5. Confidence Intervals

5.1. One-sided Confidence Intervals

Here, we know the value of the first observation in X is 18 and its corresponding \(\small \theta\) is 0.6. However, in the real setting, we only know the value of the first observation in the differentially private data Z is 18.4243, and we want to estimate the \(\small 95\%\) confidence interval of \(\small \theta\).

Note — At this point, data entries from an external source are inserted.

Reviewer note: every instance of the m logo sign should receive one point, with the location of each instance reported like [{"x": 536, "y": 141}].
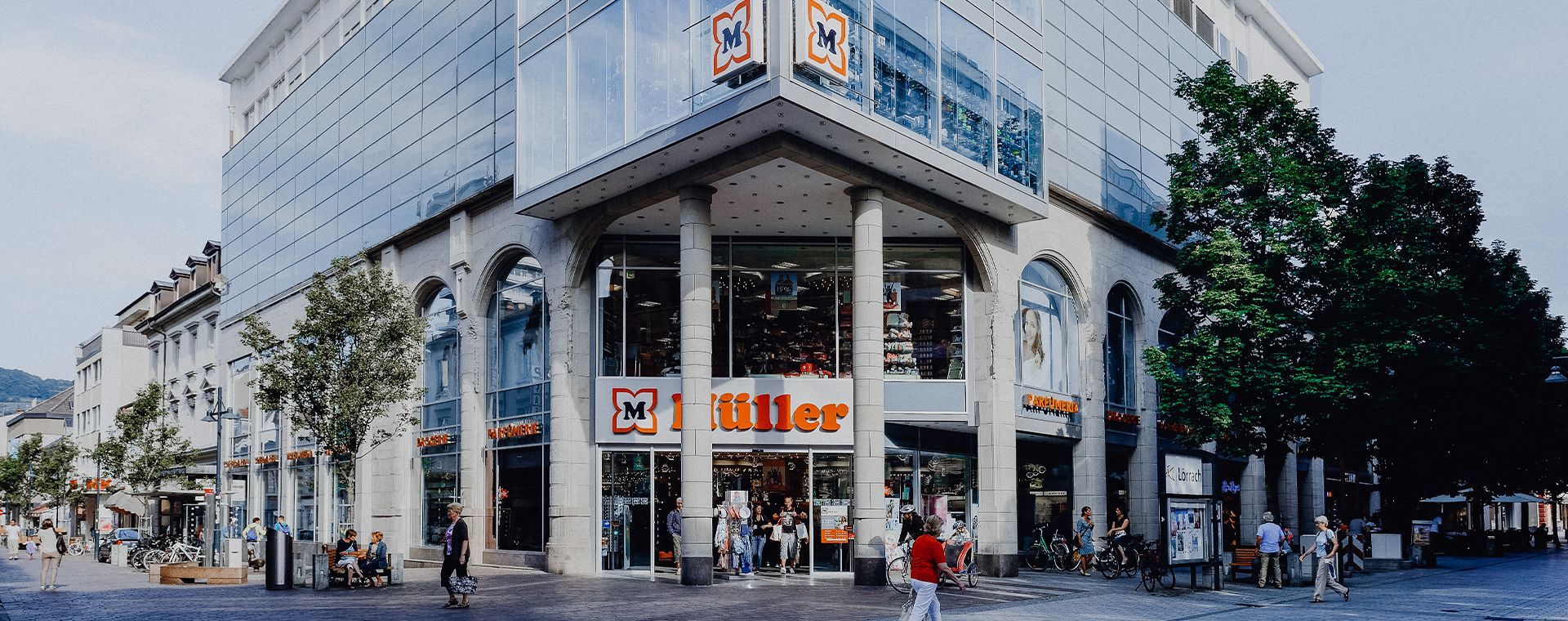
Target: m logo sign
[
  {"x": 736, "y": 41},
  {"x": 634, "y": 411},
  {"x": 822, "y": 39}
]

CILower(alpha = 0.05, Z[1], size = n, b = b, q = q)
#> [1] 0.46
CIUpper(alpha = 0.05, Z[1], size = n, b = b, q = q)
#> [1] 0.77

The upper and lower CI for \(\small \theta\) at level \(\small \alpha=0.05\) given the first observation of Z is \(\small(0.46,1)\) and \(\small (0, 0.77)\), respectively. Similarly, we obtain the lower bounds of the one-sided confidence intervals from the first 10 observations from the data:

Z	18.70	10.65	12.89	9.12	9.88	15.15	6.14	8.41	10.46	11.87
Lower Bound	0.46	0.21	0.27	0.17	0.19	0.34	0.09	0.15	0.21	0.24
Upper Bound	1.00	1.00	1.00	1.00	1.00	1.00	1.00	1.00	1.00	1.00

5.2. Asymptotically Unbiased Two-sided Confidence Intervals

CITwoSide() computes the asymptotically unbiased two-sided confidence interval for \(\small \theta\) with specified level of \(\small \alpha\). This confidence interval is typically more accurate than the simple two-sided confidence interval. For example, to calculate the two-sided confidence interval of \(\small \theta\) of the first observation in Z:

CITwoSide(alpha = 0.05, Z[1], size = n, b = b, q = q)
#> [1] 0.43 0.79

Similarly, we obtain the \(\small 95\%\) two-sided confidence intervals for the first 10 observations in Z:

CITwoUpper = rep(NA, 10)
CITwoLower = rep(NA, 10)
for (i in 1:10){
  CITwoLower[i] = CITwoSide(alpha = 0.05, Z[i], size = n, b = b, q = q)[1]
  CITwoUpper[i] = CITwoSide(alpha = 0.05, Z[i], size = n, b = b, q = q)[2]
}

Z	18.70	10.65	12.89	9.12	9.88	15.15	6.14	8.41	10.46	11.87
Lower Bound	0.43	0.19	0.25	0.15	0.17	0.32	0.08	0.13	0.19	0.22
Upper Bound	0.79	0.55	0.62	0.50	0.53	0.69	0.40	0.48	0.54	0.59

6. Comparing Differentially Private and Non-Private Population Proportion Test

#private test on noisy sample Z[1]
dpPropTest(Z[1], size = n, theta = 0.5, b = b, q = q, "greater", 0.05)
#>                  Ha: True theta greater than 0.5
#> Data                                       18.70
#> Size                                       30.00
#> Sample Estimates                            0.62
#> p-value                                     0.11
#> Lower Limit                                 0.46
#> Upper Limit                                 1.00

#non-private test on real data X[1]
prop.test(X[1], n, p = 0.5, "greater", conf.level = 0.95, correct = FALSE)
#> 
#>  1-sample proportions test without continuity correction
#> 
#> data:  X[1] out of n, null probability 0.5
#> X-squared = 1, df = 1, p-value = 0.1
#> alternative hypothesis: true p is greater than 0.5
#> 95 percent confidence interval:
#>  0.45 1.00
#> sample estimates:
#>   p 
#> 0.6

7. References

Awan, Jordan Alexander, and Aleksandra Slavkovic. 2020. “Differentially Private Inference for Binomial Data”. Journal of Privacy and Confidentiality 10 (1). https://doi.org/10.29012/jpc.725.

Awan, Jordan, and Aleksandra Slavković. “Differentially private uniformly most powerful tests for binomial data.” In Advances in Neural Information Processing Systems, pp. 4208-4218. 2018.